Currently in London, UK.
(the first leg of my trip in a nutshell -- route as originally planned).

South America in my Nutshell: A Different Picture [Bogota, Colombia, 19/04/04] 

Life is still. Full stop, period, the end. Caracas - Bogota: a mere 634 miles separate the two yet for some reason it took me more than 7000 and through eight countries along the way. What did all this mean? 7000 miles or so ago I didn't quite know what it would all mean and hoped for revelations on the way. But life ain't that simple and finding meaning in a meaningless world may forever be doomed to failure; the only ones who ever feel they come close may be lovers, poets and the blindly religious. Yet all that is still so terribly far away from what we truly crave in our lives.
So, I lie here on my bed in my cheap hotel in Bogota trying to piece it all together from memory, all the while acutely aware of my impending failure and of a clock ticking mechanically somewhere in the silence.

The story started 24 weeks ago in Caracas. I felt like a naked new-born and I was on my own, truly alone, for the first time in my life. It was frightening. I was afraid of being found robbed and murdered in an alley-way - I was afraid of never being found - before my life had barely begun. So I started beginning my life; maybe I felt that luck was on my side.

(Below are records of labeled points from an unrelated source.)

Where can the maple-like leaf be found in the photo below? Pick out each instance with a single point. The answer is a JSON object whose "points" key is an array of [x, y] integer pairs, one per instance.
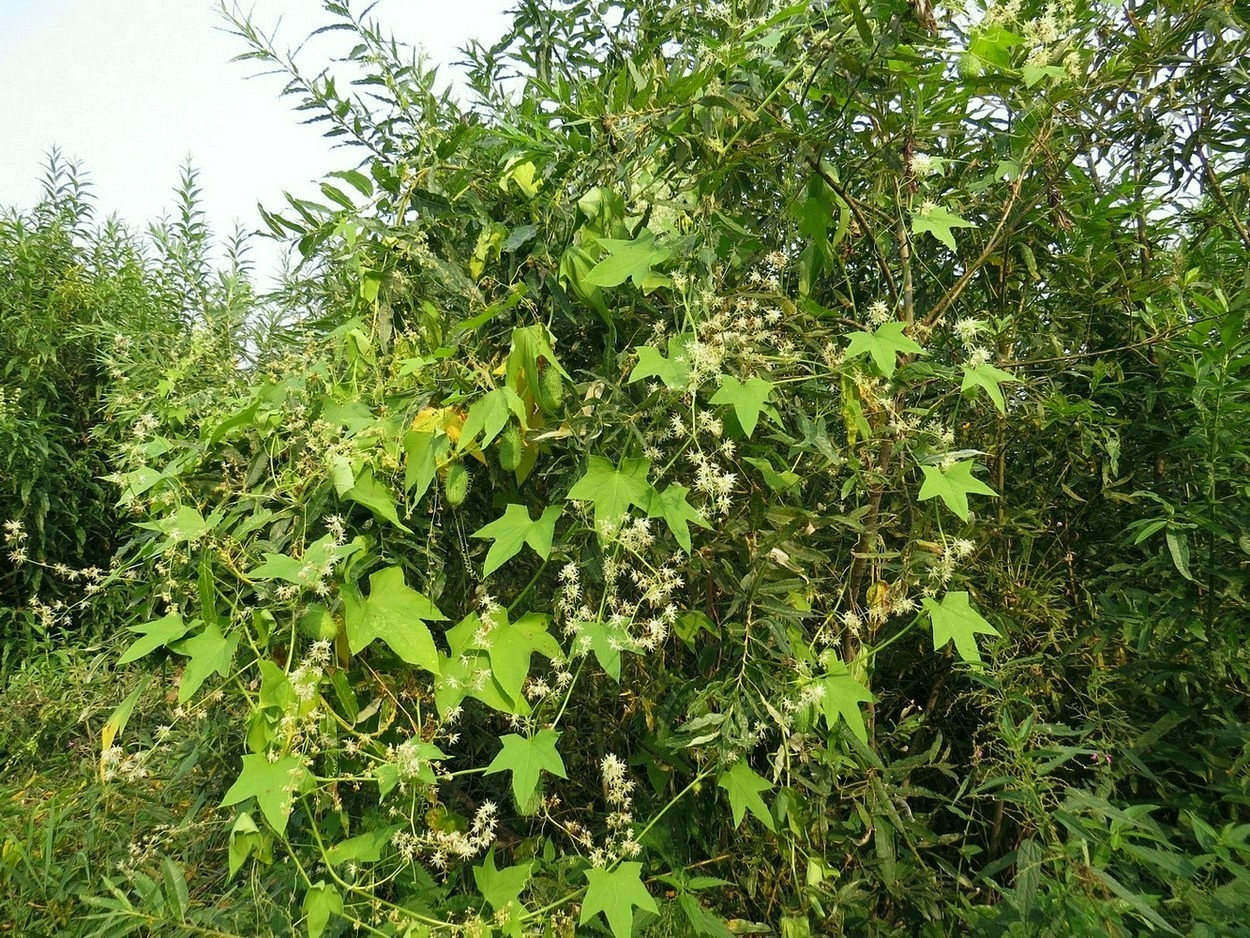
{"points": [[155, 634], [884, 345], [513, 530], [616, 894], [271, 783], [673, 370], [748, 399], [988, 377], [513, 643], [939, 221], [678, 513], [744, 786], [321, 903], [613, 490], [843, 697], [490, 414], [525, 759], [606, 640], [954, 619], [396, 614], [210, 652], [500, 887], [630, 260], [954, 485]]}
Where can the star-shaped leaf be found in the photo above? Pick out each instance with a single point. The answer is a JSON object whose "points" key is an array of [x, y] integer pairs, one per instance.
{"points": [[954, 619], [246, 841], [510, 645], [841, 698], [678, 513], [490, 414], [748, 399], [673, 370], [630, 260], [954, 485], [271, 783], [606, 642], [525, 759], [209, 652], [321, 903], [155, 634], [744, 787], [499, 887], [884, 345], [515, 529], [939, 221], [616, 894], [613, 490], [396, 614], [989, 378]]}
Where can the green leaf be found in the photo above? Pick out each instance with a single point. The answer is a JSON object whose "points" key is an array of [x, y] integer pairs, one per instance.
{"points": [[775, 480], [678, 513], [370, 493], [271, 783], [500, 887], [246, 841], [613, 490], [421, 454], [489, 415], [606, 642], [155, 634], [363, 848], [525, 759], [841, 698], [939, 221], [630, 260], [515, 529], [209, 652], [954, 485], [396, 614], [884, 345], [989, 378], [954, 619], [513, 643], [673, 370], [616, 894], [746, 399], [321, 902], [744, 787]]}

The tiniest events - finding a bed, keeping myself from starving, walking a few blocks, posting a blog entry, meeting the first other traveller, booking a bus - they all set off hormonal fireworks inside of me. My body and brain were working hard to adjust to the freedom and the burden of being responsible to no-one but myself.

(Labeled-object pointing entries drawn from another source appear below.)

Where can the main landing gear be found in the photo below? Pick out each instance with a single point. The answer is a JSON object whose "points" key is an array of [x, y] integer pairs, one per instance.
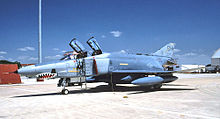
{"points": [[63, 83], [156, 87]]}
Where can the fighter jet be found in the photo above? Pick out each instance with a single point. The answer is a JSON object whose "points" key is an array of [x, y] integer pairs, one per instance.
{"points": [[113, 68]]}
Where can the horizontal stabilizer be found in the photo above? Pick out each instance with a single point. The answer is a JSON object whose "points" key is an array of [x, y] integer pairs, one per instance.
{"points": [[148, 80]]}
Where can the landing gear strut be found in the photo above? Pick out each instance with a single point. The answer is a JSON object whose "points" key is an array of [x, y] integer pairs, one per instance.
{"points": [[156, 86]]}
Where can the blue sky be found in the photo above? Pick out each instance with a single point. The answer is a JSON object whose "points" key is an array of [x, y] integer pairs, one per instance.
{"points": [[141, 26]]}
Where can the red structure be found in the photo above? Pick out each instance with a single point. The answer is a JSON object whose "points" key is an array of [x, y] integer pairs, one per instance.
{"points": [[9, 78]]}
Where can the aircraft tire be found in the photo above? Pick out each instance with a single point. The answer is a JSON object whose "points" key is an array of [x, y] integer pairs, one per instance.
{"points": [[65, 91], [157, 86]]}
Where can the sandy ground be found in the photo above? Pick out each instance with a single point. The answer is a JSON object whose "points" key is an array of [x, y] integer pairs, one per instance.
{"points": [[192, 96]]}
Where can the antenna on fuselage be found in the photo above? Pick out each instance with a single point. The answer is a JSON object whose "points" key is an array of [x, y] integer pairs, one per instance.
{"points": [[95, 46]]}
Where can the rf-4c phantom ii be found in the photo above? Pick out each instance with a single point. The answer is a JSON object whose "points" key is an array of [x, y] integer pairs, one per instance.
{"points": [[114, 68]]}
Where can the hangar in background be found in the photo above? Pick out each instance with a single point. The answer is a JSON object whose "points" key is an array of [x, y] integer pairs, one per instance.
{"points": [[215, 62]]}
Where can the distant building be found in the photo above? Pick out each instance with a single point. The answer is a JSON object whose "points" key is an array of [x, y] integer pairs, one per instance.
{"points": [[215, 62], [193, 68]]}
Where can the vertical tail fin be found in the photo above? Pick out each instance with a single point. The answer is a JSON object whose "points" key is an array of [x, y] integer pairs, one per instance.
{"points": [[167, 50]]}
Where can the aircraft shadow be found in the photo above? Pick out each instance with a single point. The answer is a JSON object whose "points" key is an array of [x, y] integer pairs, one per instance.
{"points": [[105, 88]]}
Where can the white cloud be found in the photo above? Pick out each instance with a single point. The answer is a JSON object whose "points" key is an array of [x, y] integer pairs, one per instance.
{"points": [[27, 58], [103, 36], [176, 50], [2, 57], [190, 54], [3, 52], [122, 51], [116, 33], [56, 49], [54, 57], [26, 49], [63, 51]]}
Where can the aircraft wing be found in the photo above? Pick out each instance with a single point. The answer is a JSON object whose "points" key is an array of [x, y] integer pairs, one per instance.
{"points": [[141, 71]]}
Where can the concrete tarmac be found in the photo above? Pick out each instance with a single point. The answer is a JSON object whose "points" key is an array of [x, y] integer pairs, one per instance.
{"points": [[193, 96]]}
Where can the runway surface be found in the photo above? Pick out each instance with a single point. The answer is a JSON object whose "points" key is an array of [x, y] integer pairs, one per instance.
{"points": [[195, 96]]}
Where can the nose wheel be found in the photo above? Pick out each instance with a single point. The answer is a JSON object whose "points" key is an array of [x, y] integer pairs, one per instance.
{"points": [[65, 91]]}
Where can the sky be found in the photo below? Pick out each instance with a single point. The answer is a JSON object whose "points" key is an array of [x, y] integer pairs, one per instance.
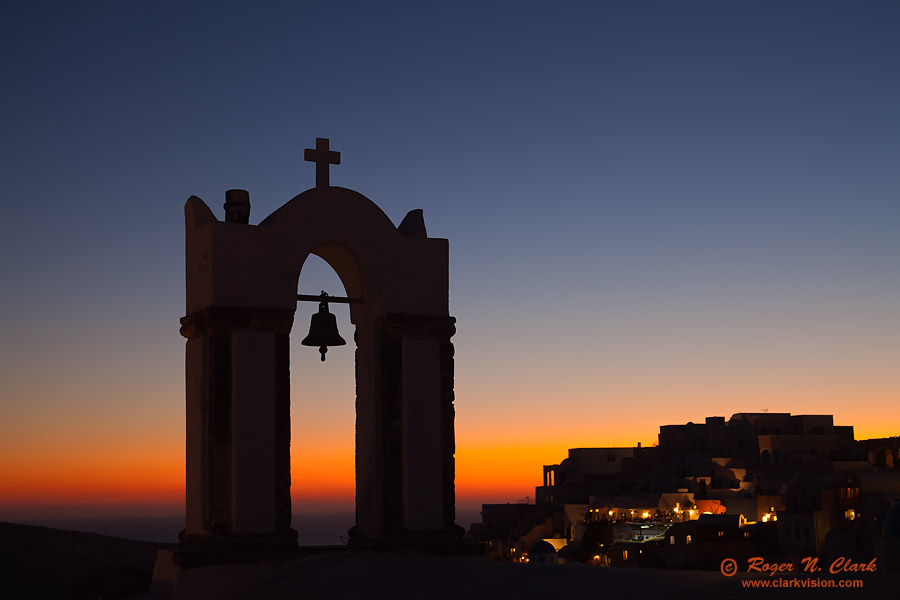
{"points": [[657, 212]]}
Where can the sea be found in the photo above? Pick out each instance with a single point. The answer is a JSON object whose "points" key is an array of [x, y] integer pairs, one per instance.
{"points": [[314, 529]]}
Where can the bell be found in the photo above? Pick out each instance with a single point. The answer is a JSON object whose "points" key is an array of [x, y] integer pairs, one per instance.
{"points": [[323, 330]]}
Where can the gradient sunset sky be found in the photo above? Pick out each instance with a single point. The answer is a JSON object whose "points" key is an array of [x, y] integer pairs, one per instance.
{"points": [[657, 212]]}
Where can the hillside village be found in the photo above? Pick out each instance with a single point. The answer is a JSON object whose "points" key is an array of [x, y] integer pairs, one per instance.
{"points": [[778, 485]]}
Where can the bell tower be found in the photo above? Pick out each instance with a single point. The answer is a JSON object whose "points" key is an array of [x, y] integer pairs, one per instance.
{"points": [[241, 299]]}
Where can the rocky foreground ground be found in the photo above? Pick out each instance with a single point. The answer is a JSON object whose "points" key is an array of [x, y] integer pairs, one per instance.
{"points": [[37, 562]]}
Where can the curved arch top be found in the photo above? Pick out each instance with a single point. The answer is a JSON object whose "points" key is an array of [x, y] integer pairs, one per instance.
{"points": [[259, 265]]}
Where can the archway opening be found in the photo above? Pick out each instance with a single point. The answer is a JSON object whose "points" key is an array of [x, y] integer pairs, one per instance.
{"points": [[323, 418]]}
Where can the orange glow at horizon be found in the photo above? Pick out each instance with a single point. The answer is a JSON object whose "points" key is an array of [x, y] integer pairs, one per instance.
{"points": [[489, 469]]}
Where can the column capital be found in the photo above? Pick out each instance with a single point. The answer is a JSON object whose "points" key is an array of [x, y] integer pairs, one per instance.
{"points": [[224, 319]]}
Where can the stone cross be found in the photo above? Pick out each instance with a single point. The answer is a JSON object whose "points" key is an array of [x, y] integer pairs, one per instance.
{"points": [[323, 157]]}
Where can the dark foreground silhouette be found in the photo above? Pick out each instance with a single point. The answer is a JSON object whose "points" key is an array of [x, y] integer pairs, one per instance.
{"points": [[37, 562]]}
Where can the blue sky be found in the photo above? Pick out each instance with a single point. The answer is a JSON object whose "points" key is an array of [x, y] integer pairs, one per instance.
{"points": [[688, 207]]}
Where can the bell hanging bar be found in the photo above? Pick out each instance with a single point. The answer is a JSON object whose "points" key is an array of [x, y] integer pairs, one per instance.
{"points": [[323, 331]]}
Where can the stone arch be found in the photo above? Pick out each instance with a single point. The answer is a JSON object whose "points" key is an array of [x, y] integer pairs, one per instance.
{"points": [[241, 298]]}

Churning up the miles on my first long-distance bus ride I was surprised by people wanting to be your friend and helping you just because you're a lonely foreigner in their country. My Spanish at any rate was still close to useless and our contact could have only been superficial at best but they didn't seem to mind. What a good world I was in.
In Ciudad Bolivar I found a safe place where I could gather myself and try to understand what it was I was looking for. Endless numbers of travellers passed through the hostel there, many staying only one night, swapping stories of places and adventures. I was envious of them yet I listened and the stories gave me confidence. I started coming to terms with what it was I had. Waking up every day in a hammock, blinking my eyes at the sun and feeling the warm morning air drifting through the roof terrace. It was freedom; the freedom to use my life to do whatever it wanted to be used for.

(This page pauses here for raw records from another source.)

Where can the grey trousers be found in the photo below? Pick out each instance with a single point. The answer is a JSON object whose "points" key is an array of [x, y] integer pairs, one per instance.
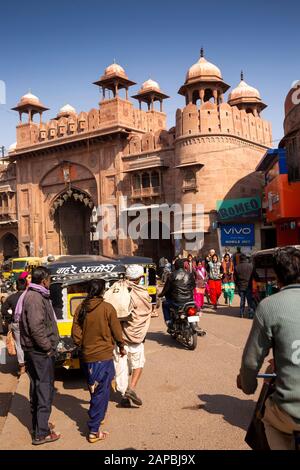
{"points": [[16, 332]]}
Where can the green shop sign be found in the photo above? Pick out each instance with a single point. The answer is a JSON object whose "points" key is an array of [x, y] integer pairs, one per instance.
{"points": [[239, 208]]}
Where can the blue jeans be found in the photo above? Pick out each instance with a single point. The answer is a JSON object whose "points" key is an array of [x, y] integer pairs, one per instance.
{"points": [[166, 309], [99, 376], [246, 294]]}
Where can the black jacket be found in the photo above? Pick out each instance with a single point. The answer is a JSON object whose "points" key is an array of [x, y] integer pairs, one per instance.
{"points": [[244, 273], [38, 325], [179, 287], [10, 304]]}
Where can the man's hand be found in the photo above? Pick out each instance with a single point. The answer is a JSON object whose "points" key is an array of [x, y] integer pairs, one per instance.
{"points": [[239, 382], [122, 351]]}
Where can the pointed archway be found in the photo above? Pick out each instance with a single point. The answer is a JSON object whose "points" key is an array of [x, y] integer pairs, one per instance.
{"points": [[9, 246], [72, 212]]}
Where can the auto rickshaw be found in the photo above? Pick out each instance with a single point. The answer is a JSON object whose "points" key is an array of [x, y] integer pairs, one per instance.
{"points": [[69, 281], [6, 269], [265, 277], [23, 264]]}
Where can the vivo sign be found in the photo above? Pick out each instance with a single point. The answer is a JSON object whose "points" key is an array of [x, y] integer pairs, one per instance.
{"points": [[238, 235], [237, 231]]}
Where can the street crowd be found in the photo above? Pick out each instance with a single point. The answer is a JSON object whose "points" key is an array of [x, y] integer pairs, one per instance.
{"points": [[113, 348]]}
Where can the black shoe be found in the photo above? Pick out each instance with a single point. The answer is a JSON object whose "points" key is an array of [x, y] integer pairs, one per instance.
{"points": [[200, 332], [125, 403], [133, 397]]}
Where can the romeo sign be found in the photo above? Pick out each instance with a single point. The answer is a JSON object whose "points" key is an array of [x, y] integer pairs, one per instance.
{"points": [[237, 235], [239, 208]]}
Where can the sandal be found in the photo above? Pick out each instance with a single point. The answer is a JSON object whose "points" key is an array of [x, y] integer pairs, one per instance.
{"points": [[52, 437], [97, 436]]}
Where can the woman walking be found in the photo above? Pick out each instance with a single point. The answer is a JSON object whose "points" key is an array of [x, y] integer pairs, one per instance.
{"points": [[201, 284], [228, 285], [215, 280], [95, 330]]}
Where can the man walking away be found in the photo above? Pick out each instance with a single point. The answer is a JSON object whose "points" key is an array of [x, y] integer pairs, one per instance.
{"points": [[277, 325], [39, 340], [134, 333], [95, 330], [243, 277], [10, 306]]}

My life chose to take its time to savour that feeling. But then, one morning, I heard a ticking sound. It was my newly bought, chunky alarm clock and it reminded me of the far-away crocodile that threatens Neverland, the place without time. Time can bring all to an end, even freedom and always life.
With the realisation of limited time came the realisation of the necessity of choices and the subconscious, almost arbitrary manner in which these are usually made. But when travelling, any choice made has an effect far greater that most choices faced in life in its 'normal' stationary state.
Somehow I thus chose the almost remote jungle, a waterfall in the middle of nowhere, a place thick with the dust of a frontiertown on its roads, and an isolated community of Indios and societal 'dropouts'. Then I chose Brasil and did not choose Angel Falls, Mount Roraima, and hundreds of other natural and cultural marvels that could fill several lifetimes - if chosen.
I left Venezuela feeling I had seen a lot yet knowing I had seen nothing.
I entered the North of Brasil with nothing but confusion and the longing for more cheap adventure and quick adrenaline thrills. But on a mere 30-day visa from the unsympathetic Brasilian officials at the Venezuelan border I instead felt irritation at the arrogant pride of Brasilians in their supposedly magnificent country. Up in Manaus this magnificence seemed little more than a stinking, urban mess long beyond its prime in the middle of the wild jungle that was giving way to humans and their filthy needs. Most people were unfriendly, uneducated and spoke a messed up type of Portuguese, making no effort to be intelligible to the few foreigners who'd made it to this isolated part of the world. I had never felt as lonely and as lost as I felt back in Manaus and I decided to show the crocodile and the Brasilians how fast I could move through this huge country. Argentina promised bigger and better things to me at the time.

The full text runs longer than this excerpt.